Regardless of Denji’s flaws, it’s difficult not to sympathize with him. He is after all a teenager, fumbling his way through a reality that’s distorted his sense of right and wrong. His desperate longing for love portrays him like a infatuated dog, even if he’s likely to growling, biting, and causing chaos along the way. His love interest is a perfect match for him, an compelling femme fatale who finds her mark in our hero. You want to see Denji win the ire of his love interest, even if Reze is obviously concealing a secret from him. Thus when her true nature is revealed, you still can’t help but wish they’ll in some way make it work, even though internally, you know a positive outcome is not truly in the plan. Therefore, the tension don’t feel as intense as they ought to be since their romance is fated. It doesn’t help that the movie serves as a direct sequel to Season 1, leaving minimal space for a romance like this amid the more grim events that followers are aware are coming soon.
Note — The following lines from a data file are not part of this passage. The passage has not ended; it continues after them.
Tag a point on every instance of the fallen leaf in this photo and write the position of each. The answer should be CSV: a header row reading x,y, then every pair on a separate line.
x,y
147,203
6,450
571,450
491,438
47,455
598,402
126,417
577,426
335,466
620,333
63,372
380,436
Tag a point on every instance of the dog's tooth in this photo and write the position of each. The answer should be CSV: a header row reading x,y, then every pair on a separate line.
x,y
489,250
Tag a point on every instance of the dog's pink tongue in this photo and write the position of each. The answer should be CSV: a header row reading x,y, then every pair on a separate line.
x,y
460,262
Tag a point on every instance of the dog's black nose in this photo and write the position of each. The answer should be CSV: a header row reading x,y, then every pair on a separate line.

The film’s graphics effortlessly combine 2D animation with 3D environments, providing impressive visual appeal even before the excitement kicks in. From vehicles to tiny desk fans, 3D models enhance realism and texture to each scene, allowing the 2D characters pop strikingly. Unlike Demon Slayer, which often showcases its 3D assets and changing backgrounds, Reze Arc employs them less frequently, particularly evident during its explosive climax, where those models, though not unappealing, are more apparent to spot. Such fluid, ever-shifting backgrounds make the movie’s battles both visually bombastic and remarkably simple to follow. Still, the technique shines brightest when it’s unnoticeable, enhancing the vibrancy and motion of the hand-drawn art.
Chainsaw Man – The Movie: Reze Arc serves as a solid point of entry, probably leaving first-time audiences pleased, but it also has a drawback. Telling a standalone narrative restricts the tension of what ought to seem like a sprawling anime epic. This is an illustration of why continuing a popular television series with a film is not the best approach if it undermines the series’ general narrative possibilities.
While Demon Slayer: Infinity Castle found success by concluding several seasons of anime television with an epic film, and JuJutsu Kaisen 0 sidestepped the issue completely by acting as a backstory to its well-known show, Chainsaw Man – The Movie: Reze Arc charges forward, perhaps a slightly foolishly. However this does not prevent the film from being a enjoyable time, a excellent introduction, and a unforgettable love story.
Lena Hoffmann is a seasoned journalist with a passion for uncovering stories that matter, specializing in German current affairs and digital media trends.